El tipo parece como si se hubiera cambiado en el vestuario de apuro. Al equipo de la zona le faltaron un par de muchachos y al ver pasar al petiso caminando por ahí le tiraron si no estaba para un picado. Y él, obvio, agarró viaje sin pensarlo. Lo de pensar lo dejaría para el momento de jugar.

Luis Miguel Rodríguez es “el tipo”, con una edad indefinida pero que serán 34 años justo el primer día del 2019. Pero no sólo su edad es indefinida, también su look, si es que hay looks acordes a ciertas profesiones, por supuesto. Ese estilo de “amigazo provinciano que te puede vender lo que sea y sabés que no te va a cagar” fue seduciendo a propios y extraños. Porque “El Pulga”, por si a esta altura no sabe de quién estamos hablando, es ídolo en Tucumán desde hace rato. Sí, se puede decir en toda Tucumán, porque lo aman los de Atlético y lo respetan los de San Martín. Y eso, en este fútbol de pasiones muchas veces absurdas, es lo máximo a lo que pueda aspirar un jugador a nivel reconocimiento. Quizás se pueda nombrar a Riquelme o a Orteguita como casos similares.

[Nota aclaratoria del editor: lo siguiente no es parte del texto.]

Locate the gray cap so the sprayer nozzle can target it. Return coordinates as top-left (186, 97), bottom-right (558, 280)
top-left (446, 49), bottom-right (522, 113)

Y precisamente estas dos bestias del fútbol tienen mucho que ver con Rodríguez. Como él mismo reconoció, Román fue el jugador que más observó para aprender a jugar simple. Porque, claro, esa gambeta endiablada del Burrito, ya la traía de fábrica. Y hoy, quizás exagerando un poco pero no demasiado, El Pulga deslumbra a todos por ese mix. Gambeta desequilibrante más concepto. No son muchos los futbolistas capaces de levantar la mano y decir “yo tengo las dos cosas”.

Sin embargo, hay otra cosa fundamental que enamora del Pulga: su gestualidad. El tipo juega feliz, disfruta de lo que le está pasando, se le nota, lo transmite y lo contagia. Es buen compañero y es buen rival. Desdramatiza. Es capaz de celebrar un golazo de emboquillada sin tanta euforia porque se lo metió a Batalla, el arquero con el que compartió plantel apenas unos meses. Y también de bromear con el defensor rival que reclama por el penal que le cobraron: “No protestes que fue un penalazo. Es lógico que llegues tarde a la pelota porque ya estás viejo”, como le dijo a Canuto en el mismo partido contra Tigre.

Al hurgar un poco en el pasado del Pulga quizás se pueda entender este momento. Harto de un representante que “me trató como un títere” y le coartó la posibilidad de ir al Inter, al Real Madrid y hasta lo dejó varado en Rumania cuando apenas andaba por los 17 años, Rodríguez dijo basta de la pelota antes de ser profesional. Entonces se dedicó a la albañilería porque en una familia con ocho hermanos había que aguantar los trapos. En algunas entrevistas recordó que su padre se las rebuscaba para que no les faltara al menos un plato de comida por día a sus nueve hijos. “Pero no había ropa para todos, sólo para dos o tres y el resto tenía que esperar. Botines no tuve nunca. Si había zapatillas, mejor. Y si no jugaba descalzo”.

Como muchos futbolistas que terminaron triunfando, Luis Miguel pasó por los campitos de su pueblo antes de que uno de sus hermanos lo convenciera para volver a intentarlo: “Tenés que estar mal de la cabeza o muy desesperado para jugar ahí. Las canchas tienen alambre de púa y si vas por la raya, los defensores te tiran contra ahí. Tampoco podés gambetear porque, si lo intentás, te rompen. Se juega sin canilleras y te van directamente al hueso. Ahora, en Primera, cuando los defensores me vienen a ablandar, yo me río. Con la vida que tuve a mí no me asusta nada”. Tal vez por eso, porque conoció la oscuridad, hoy su sonrisa mientras juega ilumina a todos los que lo miramos. Aunque el prólogo no fue como esperaba, su libro se convirtió en un éxito rotundo. Y su felicidad es nuestra felicidad.